Wanting to have a child, but not being able to, can be extremely hard for those who experience it. The loss they face, while not necessarily visible to others, is real and significant – they are experiencing a type of grieving for a life they may never have. This grief can be very intense and may last a few years, or even a whole lifetime.

While you may not completely understand the pain your friend or family member is going through you can still be a great support to them. If you know someone who is currently walking through the challenge of infertility, it can be difficult to know what to do or say to best support them.

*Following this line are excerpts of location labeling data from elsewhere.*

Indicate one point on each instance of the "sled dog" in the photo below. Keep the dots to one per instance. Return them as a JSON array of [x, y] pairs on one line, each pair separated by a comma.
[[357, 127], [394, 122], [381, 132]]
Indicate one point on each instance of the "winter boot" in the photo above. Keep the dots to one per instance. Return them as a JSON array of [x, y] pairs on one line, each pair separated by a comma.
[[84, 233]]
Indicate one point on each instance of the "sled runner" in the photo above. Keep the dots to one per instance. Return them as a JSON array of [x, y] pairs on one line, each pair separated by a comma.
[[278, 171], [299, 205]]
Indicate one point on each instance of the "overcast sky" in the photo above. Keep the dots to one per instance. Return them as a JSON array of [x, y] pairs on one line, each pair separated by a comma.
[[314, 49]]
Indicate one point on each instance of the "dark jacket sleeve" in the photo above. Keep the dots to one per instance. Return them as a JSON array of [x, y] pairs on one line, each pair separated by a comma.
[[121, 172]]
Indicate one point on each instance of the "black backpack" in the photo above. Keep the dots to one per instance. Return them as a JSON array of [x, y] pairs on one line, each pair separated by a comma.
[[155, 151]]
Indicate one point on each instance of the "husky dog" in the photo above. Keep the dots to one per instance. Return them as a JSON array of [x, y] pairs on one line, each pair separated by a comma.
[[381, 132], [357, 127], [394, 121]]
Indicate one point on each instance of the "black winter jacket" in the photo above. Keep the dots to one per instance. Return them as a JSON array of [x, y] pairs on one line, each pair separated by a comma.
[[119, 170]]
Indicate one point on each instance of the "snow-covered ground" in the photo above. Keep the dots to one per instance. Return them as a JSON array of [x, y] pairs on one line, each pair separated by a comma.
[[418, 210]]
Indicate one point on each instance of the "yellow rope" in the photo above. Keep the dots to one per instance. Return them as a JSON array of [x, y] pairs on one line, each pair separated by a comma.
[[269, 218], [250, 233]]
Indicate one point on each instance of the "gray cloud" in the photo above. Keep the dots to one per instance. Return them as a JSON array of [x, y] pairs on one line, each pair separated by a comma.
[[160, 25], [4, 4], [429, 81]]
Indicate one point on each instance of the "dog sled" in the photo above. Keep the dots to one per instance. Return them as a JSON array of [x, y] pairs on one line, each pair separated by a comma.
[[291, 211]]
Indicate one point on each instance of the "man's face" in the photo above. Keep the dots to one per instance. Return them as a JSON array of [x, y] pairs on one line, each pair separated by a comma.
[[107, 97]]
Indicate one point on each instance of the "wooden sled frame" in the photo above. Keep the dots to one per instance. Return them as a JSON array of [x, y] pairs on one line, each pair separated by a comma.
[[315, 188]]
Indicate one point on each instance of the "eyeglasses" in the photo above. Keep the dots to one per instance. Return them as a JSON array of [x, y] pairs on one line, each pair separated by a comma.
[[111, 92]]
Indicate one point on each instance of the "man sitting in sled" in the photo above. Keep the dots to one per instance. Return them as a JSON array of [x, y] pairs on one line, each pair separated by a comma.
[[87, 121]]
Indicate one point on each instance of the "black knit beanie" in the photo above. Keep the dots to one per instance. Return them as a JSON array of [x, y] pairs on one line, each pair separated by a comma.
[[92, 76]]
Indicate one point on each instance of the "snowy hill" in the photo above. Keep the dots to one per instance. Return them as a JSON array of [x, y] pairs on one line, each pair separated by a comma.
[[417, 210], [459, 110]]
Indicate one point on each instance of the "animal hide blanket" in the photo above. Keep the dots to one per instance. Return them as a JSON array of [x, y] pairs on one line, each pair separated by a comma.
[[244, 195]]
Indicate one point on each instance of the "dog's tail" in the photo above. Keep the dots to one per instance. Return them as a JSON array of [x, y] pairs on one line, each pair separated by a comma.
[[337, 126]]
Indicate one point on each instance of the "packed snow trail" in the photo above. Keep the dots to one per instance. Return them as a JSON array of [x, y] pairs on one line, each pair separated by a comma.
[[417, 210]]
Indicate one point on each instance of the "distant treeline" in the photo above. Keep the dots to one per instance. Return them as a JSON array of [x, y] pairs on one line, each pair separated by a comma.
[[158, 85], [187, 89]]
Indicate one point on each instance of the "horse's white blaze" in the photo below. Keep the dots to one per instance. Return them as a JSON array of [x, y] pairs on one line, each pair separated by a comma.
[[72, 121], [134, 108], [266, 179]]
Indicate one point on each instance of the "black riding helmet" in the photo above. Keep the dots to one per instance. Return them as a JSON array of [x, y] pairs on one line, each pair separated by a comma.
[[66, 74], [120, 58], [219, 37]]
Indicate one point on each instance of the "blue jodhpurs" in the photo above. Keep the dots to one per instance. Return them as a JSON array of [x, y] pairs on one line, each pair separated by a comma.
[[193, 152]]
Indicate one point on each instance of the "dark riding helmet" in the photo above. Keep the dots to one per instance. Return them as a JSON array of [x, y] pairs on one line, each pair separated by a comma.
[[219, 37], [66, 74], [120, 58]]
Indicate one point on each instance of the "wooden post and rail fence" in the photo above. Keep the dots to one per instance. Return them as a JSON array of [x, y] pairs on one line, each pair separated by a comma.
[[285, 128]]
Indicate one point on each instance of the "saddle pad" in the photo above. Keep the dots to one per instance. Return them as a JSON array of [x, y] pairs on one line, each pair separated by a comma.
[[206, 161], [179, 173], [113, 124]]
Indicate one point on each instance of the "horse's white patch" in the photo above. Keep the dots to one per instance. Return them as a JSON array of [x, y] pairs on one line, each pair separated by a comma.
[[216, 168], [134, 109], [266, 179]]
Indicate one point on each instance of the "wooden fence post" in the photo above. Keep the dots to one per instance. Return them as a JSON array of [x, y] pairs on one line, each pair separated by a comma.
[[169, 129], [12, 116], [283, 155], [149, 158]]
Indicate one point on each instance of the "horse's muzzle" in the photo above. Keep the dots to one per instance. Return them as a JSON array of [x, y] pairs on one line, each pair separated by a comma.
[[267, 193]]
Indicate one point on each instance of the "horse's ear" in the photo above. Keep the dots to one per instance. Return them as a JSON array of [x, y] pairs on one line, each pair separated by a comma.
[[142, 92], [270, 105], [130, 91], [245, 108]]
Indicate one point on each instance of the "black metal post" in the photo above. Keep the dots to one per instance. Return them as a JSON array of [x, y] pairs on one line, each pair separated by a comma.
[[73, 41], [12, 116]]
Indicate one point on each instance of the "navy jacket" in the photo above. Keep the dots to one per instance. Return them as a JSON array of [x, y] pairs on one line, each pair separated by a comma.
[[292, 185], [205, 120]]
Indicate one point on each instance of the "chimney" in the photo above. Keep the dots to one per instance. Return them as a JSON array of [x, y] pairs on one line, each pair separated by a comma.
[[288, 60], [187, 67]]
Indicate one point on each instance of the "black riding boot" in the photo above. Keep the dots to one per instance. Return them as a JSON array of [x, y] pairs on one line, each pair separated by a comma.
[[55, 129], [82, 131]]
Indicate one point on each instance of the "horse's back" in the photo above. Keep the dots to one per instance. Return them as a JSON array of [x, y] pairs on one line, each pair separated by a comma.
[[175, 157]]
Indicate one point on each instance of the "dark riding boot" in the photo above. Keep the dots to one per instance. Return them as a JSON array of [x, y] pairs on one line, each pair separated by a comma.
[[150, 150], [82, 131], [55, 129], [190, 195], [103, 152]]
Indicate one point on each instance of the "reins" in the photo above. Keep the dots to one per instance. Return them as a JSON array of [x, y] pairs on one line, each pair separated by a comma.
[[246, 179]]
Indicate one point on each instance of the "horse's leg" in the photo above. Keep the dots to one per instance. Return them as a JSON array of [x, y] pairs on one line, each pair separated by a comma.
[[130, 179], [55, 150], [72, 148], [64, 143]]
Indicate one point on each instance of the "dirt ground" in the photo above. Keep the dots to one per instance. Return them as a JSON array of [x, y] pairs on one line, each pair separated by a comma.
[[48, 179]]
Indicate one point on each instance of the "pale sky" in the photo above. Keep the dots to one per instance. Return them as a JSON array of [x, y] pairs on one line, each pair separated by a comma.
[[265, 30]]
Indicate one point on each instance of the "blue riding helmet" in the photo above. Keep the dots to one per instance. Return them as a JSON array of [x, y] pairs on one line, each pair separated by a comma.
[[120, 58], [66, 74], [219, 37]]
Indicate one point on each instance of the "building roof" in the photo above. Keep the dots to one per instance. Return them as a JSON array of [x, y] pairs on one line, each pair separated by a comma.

Here are twelve top tips that can help:

  1. If you don’t know what to do or say, ask them. Let them know you’re there for them, acknowledge that infertility is hard, and ask them what they would find most helpful.
  2. Don’t assume they don’t want to be around children. Different people have grief triggered by different experiences. It’s often seeing someone pregnant that is the hardest sight to bear.
  3. Share pregnancy announcements sensitively. If you’re good friends with someone struggling with infertility, and you or your partner are expecting, think about telling them first privately, and maybe by text message rather than face-to-face – it will help them get their emotions sorted out so that they can express their joy for you when it goes public.
  4. Don’t try to solve their problem for them. You don’t need to ask, ‘Have you thought of adoption, IVF, hormone treatment, just relaxing?’ Or any other suggestion. Yes, they have.
  5. Still include them. Invite them to events such a baby-showers, baptisms and children’s birthday parties, but be sensitive about it and let them know that you understand if they’d prefer not to come.
  6. Be aware of your conversation. Don’t constantly talk about your own or other people’s children, or child-related topics that will make it difficult for them to join in with.
  7. Be brave. Ask them how they’re doing from time to time, but recognise they may not always want to talk about it.
  8. Don’t ask for all the details of their situation. It can be very difficult for someone to talk about infertility issues, so respect their privacy and let them decide how much they are willing to share.
  9. Let them know that you’re thinking about them. Certain times can be more difficult than others – Mother’s Day or Christmas for example. A simple message or card that expresses your understanding of their situation will let them know they are not forgotten about.
  10. Be sensitive with your adult children. If you are a parent of someone facing infertility, don’t add pressure to their circumstances by talking about your own desire to become a grandparent. While you may be experiencing your own grief about not having grandchildren, the sadness they feel about their situation is already significant, and won’t be helped if they also feel responsible for your grief.
  11. Look out for them in social situations. Be ready to change the subject if the conversation is starting to get awkward. Infertility can feel very isolating, so it will be a great relief to know that you are looking out for them and that you recognise some of the difficulties they face.
  12. Plan events where you can go out and have fun together. Let them know that you really value their friendship and enjoy their company. Infertility can be a long and painful journey, and so having times of fun where they can forget about their current circumstances can be a great support.

In whatever way you support someone who is facing issues of infertility, knowing that you care and are trying to understand their situation will go a long way in helping your friend of family member to feel loved and valued. Your support to them will make a world of difference!